To understand what you are doing, let's look at simplified version of your query:
SELECT PERSONNEL.PERSON_ID,
PA_EID.ALIAS AS EID
FROM PERSONNEL
LEFT JOIN PERSONNEL_ALIAS AS PA_EID ON PERSONNEL.PERSON_ID=PA_EID.PERSON_ID
WHERE PERSONNEL.ACTIVE_IND=1
AND PERSONNEL.PHYSICIAN_IND=1
AND PA_EID.PRSNL_ALIAS_TYPE_CD=1086
AND PA_EID.ALIAS_POOL_CD=3796547
If the LEFT JOIN finds match, your row might look like this:
Person_ID EID
12345 JDB
If it doesn't find a match, (disregard the WHERE clause for a second), it could look like:
Person_ID EID
12345 NULL
When you add the WHERE clauses above, you are telling it to only find records in the PERSONNEL_ALIAS table that meet the condition, but if no records are found, then the values are considered NULL, so they will never satisfy the WHERE condition and no records will come back...
As Joe Stefanelli said in his comment, adding a WHERE clause to a LEFT JOIN'ed table make it act as an INNER JOIN instead...
Further to #Sparky's answer, to get the equivalent of what you're doing in Oracle, you need to filter rows from the tables on the "outer" side of the joins before you join them.

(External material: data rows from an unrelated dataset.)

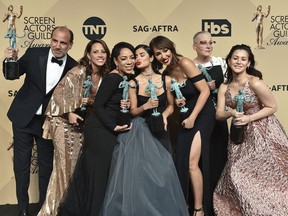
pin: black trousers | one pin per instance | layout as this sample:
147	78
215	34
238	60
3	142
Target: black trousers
24	139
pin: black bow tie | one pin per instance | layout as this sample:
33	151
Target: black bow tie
54	60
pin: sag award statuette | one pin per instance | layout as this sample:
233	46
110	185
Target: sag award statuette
125	117
155	122
175	86
82	111
11	65
237	134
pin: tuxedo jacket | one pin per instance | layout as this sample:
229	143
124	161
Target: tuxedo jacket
33	91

One way to do this might be:
For each table on the "outer" side of a join that you need to filter rows from (that is, the three instances of PERSONNEL_ALIAS), create a query that filters the rows you want. For example, the first query (say, named PA_EID) might look something like this:SELECT PERSONNEL_ALIAS.* FROM PERSONNEL_ALIAS WHERE PERSONNEL_ALIAS.PERSONNEL_ALIAS_TYPE_CD = 1086 AND PERSONNEL_ALIAS.ALIAS_POOL_CD = 3796547
In your "best shot in Access so far" query in the original post: a) replace each instance of PERSONNEL_ALIAS with the corresponding query created in Step 1, and, b) remove the corresponding conditions (on PA_EID, PA_IDTWO, and PA_LIC) from the WHERE clause.